I'm not sure how people seem to think they fit the fluff. The Imperium allowed the Squats to operate autonomously and have their own religion. To make matters even worse, the Squats were on good relations with several alien races. They had the more STC templates than the Imperium. They only allowed the Adeptus Mechanicus limited access to the Imperium technology they had, which the Squats perfectly maintained. On top of that, the Squats' own technology is far more advanced than almost anything else. When the Squats and Space Marines did fight, the Squats inflicted such massive casualties to them the Space Marines had to develop an entirely new set of power armor. The Orks found the Squats to be such good fighters they decided trading them was better than fighting them, which is literally the opposite reaction Orks should have.

The Squats were one of the most technologically advanced races out at that time. Outside literally worshipping the Chaos gods, they did everything they possibly could that would normally get any other world the Imperium encountered wiped out. Despite being primarily miners and technicians, they easily dominated the Orks, Eldar, and Space Marines in combat, even beyond the normal expectation for a race's own fluff. They are also the only race, beyond early Tau lore, that has absolutely no negative traits.


----------



## Doelago (Nov 29, 2009)

Matheau said:


> The Orks found the Squats to be such good fighters they decided trading them was better than fighting them, which is literally the opposite reaction Orks should have.

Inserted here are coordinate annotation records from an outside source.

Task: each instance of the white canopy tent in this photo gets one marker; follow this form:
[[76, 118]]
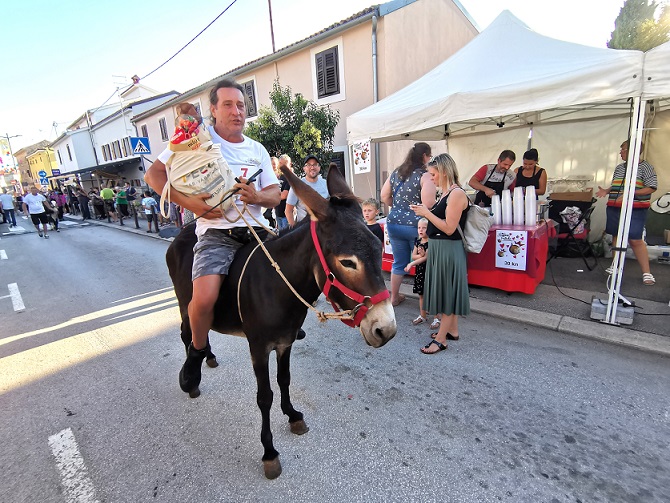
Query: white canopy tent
[[504, 74], [510, 76]]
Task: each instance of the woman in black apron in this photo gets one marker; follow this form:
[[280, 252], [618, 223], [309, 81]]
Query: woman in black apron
[[492, 179], [530, 174]]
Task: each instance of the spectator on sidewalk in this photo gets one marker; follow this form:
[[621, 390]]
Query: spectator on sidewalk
[[7, 206], [107, 196], [83, 199], [34, 205], [121, 204], [646, 184], [98, 203], [150, 209], [314, 180]]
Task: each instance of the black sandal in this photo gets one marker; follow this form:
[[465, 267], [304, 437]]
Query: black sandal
[[440, 346], [449, 336]]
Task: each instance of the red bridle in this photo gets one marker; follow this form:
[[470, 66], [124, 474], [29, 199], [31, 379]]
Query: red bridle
[[364, 302]]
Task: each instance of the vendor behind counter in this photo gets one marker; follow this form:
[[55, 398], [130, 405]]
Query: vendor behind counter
[[492, 179]]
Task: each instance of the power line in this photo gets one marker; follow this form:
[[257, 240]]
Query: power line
[[168, 60], [189, 42]]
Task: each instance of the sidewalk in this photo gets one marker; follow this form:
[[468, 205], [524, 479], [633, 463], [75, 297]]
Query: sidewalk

You mean like when both Ghazkull (how the fuck is it spelled?) and Nazdreg (same question) went on to kick their asses?


----------



## Serpion5 (Mar 19, 2010)

Klomster said:


> Wait?
> 
> Where?
> 
> Read the book, but don't remember any squats (or i missed the lines he was on or something)


I was taking the piss. :taunt: 

Like GFP said, he was dwarfish in appearance, but still technically human. :laugh: 


Zoats... Do exist in current fluff. They were apparently the main force of Hive Fleet Colossus, thought to have been destroyed several millennia ago. They were indeed slaved to the tyranids, and were sent in advance to attempt negotiations with the denizens of this galaxy. Or so a wiki would have us believe. The task was eventually deemed futile by the Hive Mind, who decided just to eat everything instead. :dunno: 

The current nid codex also hints that dormant elements of the fleet are beginning to stir. So zoats extinct perhaps not but probably. :crazy:


----------



## Ordo Hydra (Jun 9, 2011)

Serpion5 said:


> I was taking the piss. :taunt:
> 
> Like GFP said, he was dwarfish in appearance, but still technically human. :laugh:


Oi, it was me who said that, credit where credit is due :wink:


----------



## Klomster (Oct 9, 2008)

Doelago said:


> You mean like when both Ghazkull (how the fuck is it spelled?) and Nazdreg (same question) went on to kick their asses?


Ghazghkull Mag Uruk Thraka is his correct name. (remembered from mind, it's my email )

Nazdreg was correct i think.


As for squats, i can see why they didn't fit.

There are other more important things GW should focus on instea of squats.
Like firing matt ward and make a totally awesome mechanicus codex.


----------



## ThatOtherGuy (Apr 13, 2010)

Unlike all you haters, I thought the squats were badass. Unfortunantly, people prefered speshh elves over space dwarves, which is stupid because its like choosing saltine crackers over fried chicken.

Dam you eldar.


----------



## Zer0 (Jan 13, 2009)

Zoatibix? Brilliant! Never heard it before, but I love it. Just out of curiosity, by how much has this thread set the Squat Clock back? Guess that's bad news for the Tau if the rumors are true. 

Getting a little more back on topic, I've heard rumors that the Pariahs are being removed from the Necron codex, but there's a new unit that bears a remarkable resemblance to them being introduced. I think that if GW did that with things like the Squats and Zoats they'd earn back a lot of the respect that they seem to have lost in their customers.


----------



## hailene (Aug 28, 2009)

I'm pretty sure the second captain that Inquisitor Ravenor uses is a squat. At least it's pretty implied.


----------



## Doelago (Nov 29, 2009)

Zer0 said:


> I think that if GW did that with things like the Squats and Zoats they'd earn back a lot of the respect that they seem to have lost in their customers.


I dont think so...


----------